Just last week, the Sikh Art and Film Foundation (SAFF) in New York organized the Annual Sikh Film Festival, which acquired especially grand tones for the first time in its 10-year history. There was a red carpet and it was attended by more than 1,000 people. Meanwhile, Visions of Truth, a two-month-long traveling film festival with movies about 1984, was on in California. It was organized by Jakara, a California Sikhs’ club. In addition, Sikhnet, a website dedicated to building bridges between Sikhs abroad, announced its 2009 Youth Online Film Festival, inviting Sikh youth to share videos about “being a Sikh”.

Rajya Sabha MP Tarlochan Singh said, “There are 25 million Sikhs worldwide, with more than a million in America and Canada, and about half a million in UK. An acute identity crisis in the post 9/11 world has compelled them to tell people that there is a difference between a Sikh and an Iranian or the Taliban.”

Prof S P Singh, former V-C of Amritsar’s Guru Nanak Dev University, explains it as a consequence of “the wounds inflicted on the collective Sikh psyche (which) have not been addressed so far. Time doesn’t heal the injury that hasn’t been redressed. Otherwise, Udham Singh wouldn’t have avenged Jallianwala Bagh massacre 25 years later!”

Perhaps. The film Storming the Temple, part of Visions of Truth, lays out the events that ended in the Army entering the Temple; Reaching for Home is a fictional account around the incident and Amu addresses issues of identity with 1984 as the backdrop.

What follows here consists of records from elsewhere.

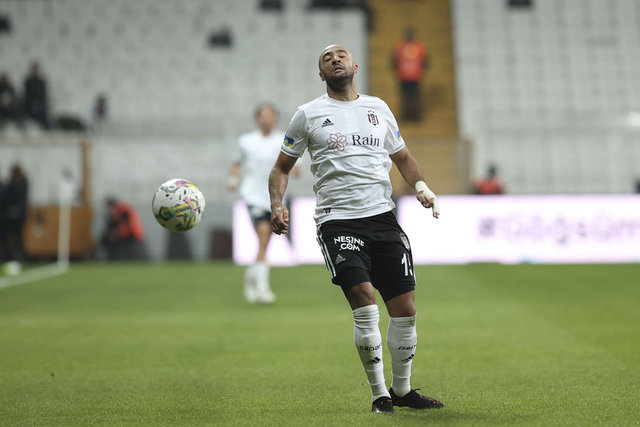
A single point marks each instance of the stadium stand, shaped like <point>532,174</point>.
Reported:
<point>549,92</point>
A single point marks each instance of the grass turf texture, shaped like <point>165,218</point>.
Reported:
<point>176,344</point>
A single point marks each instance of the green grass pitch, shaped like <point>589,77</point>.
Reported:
<point>176,344</point>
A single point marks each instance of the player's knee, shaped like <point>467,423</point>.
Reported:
<point>360,295</point>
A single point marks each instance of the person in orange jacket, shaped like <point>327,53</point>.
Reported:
<point>409,62</point>
<point>124,234</point>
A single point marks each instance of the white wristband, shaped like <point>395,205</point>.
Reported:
<point>422,187</point>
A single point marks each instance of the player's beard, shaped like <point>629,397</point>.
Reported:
<point>338,83</point>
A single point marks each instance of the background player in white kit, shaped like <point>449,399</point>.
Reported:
<point>255,153</point>
<point>352,140</point>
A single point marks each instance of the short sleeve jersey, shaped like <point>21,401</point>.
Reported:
<point>349,143</point>
<point>257,154</point>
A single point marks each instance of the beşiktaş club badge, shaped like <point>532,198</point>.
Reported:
<point>373,118</point>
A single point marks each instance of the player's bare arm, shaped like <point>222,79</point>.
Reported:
<point>410,171</point>
<point>278,180</point>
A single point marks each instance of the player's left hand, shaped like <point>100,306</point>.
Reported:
<point>280,220</point>
<point>428,199</point>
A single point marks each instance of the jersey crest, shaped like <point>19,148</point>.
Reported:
<point>337,141</point>
<point>373,117</point>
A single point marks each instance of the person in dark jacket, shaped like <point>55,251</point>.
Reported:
<point>14,213</point>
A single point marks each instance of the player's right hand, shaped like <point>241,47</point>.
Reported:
<point>280,220</point>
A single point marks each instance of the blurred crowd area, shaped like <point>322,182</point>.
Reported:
<point>547,91</point>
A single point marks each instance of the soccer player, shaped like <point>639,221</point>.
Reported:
<point>256,151</point>
<point>352,139</point>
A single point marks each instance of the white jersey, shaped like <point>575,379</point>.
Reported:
<point>349,143</point>
<point>257,154</point>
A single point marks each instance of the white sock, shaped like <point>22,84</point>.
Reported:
<point>368,340</point>
<point>401,339</point>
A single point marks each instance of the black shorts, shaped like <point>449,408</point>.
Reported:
<point>258,214</point>
<point>373,249</point>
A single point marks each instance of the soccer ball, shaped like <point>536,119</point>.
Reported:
<point>178,205</point>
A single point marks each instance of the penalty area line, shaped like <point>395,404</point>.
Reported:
<point>34,275</point>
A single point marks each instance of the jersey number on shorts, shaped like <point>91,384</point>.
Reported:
<point>406,262</point>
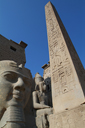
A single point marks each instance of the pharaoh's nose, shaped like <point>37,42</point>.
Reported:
<point>19,85</point>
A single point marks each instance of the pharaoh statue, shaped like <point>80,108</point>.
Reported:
<point>15,89</point>
<point>40,103</point>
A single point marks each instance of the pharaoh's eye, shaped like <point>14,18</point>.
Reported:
<point>27,82</point>
<point>11,77</point>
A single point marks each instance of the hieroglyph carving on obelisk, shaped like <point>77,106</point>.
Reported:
<point>66,68</point>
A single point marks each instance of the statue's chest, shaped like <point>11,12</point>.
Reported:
<point>42,97</point>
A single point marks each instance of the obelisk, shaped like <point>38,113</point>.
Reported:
<point>68,85</point>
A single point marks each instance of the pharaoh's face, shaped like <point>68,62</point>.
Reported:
<point>14,88</point>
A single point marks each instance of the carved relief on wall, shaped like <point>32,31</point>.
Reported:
<point>74,118</point>
<point>63,80</point>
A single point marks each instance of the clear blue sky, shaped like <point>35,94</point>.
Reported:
<point>25,20</point>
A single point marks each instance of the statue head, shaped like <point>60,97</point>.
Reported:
<point>40,83</point>
<point>15,84</point>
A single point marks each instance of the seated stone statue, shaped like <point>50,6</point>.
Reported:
<point>15,90</point>
<point>40,103</point>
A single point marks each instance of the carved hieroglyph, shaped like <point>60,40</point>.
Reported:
<point>66,68</point>
<point>74,118</point>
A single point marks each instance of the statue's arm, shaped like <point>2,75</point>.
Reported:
<point>37,105</point>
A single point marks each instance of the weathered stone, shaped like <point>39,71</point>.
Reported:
<point>68,85</point>
<point>40,103</point>
<point>15,90</point>
<point>74,118</point>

So too the New York film festival, which kicked off with 1984 and the Via Dolorosa, an attempt to portray Sikh suffering in the context of the Christian belief in the pain Christ suffered while carrying the cross.

So, does the community collectively alternate between self-congratulation and suffering then? SAFF president Tejinder Singh Bindra explains, “We celebrate the heritage of Sikhs and their immigrant experience and promote Sikhism in a land where people persecuted us in the wake of 9/11.”

Gurumustak Singh Khalsa, an American Sikh, who founded SikhNet told STOI from New Mexico that it would be wrong to see the festivals as navel-gazing hype. “Most people don’t have a clue who Sikhs are. The genesis of the festival came from the proliferation of short videos on websites and enabled us to reach out to more people.”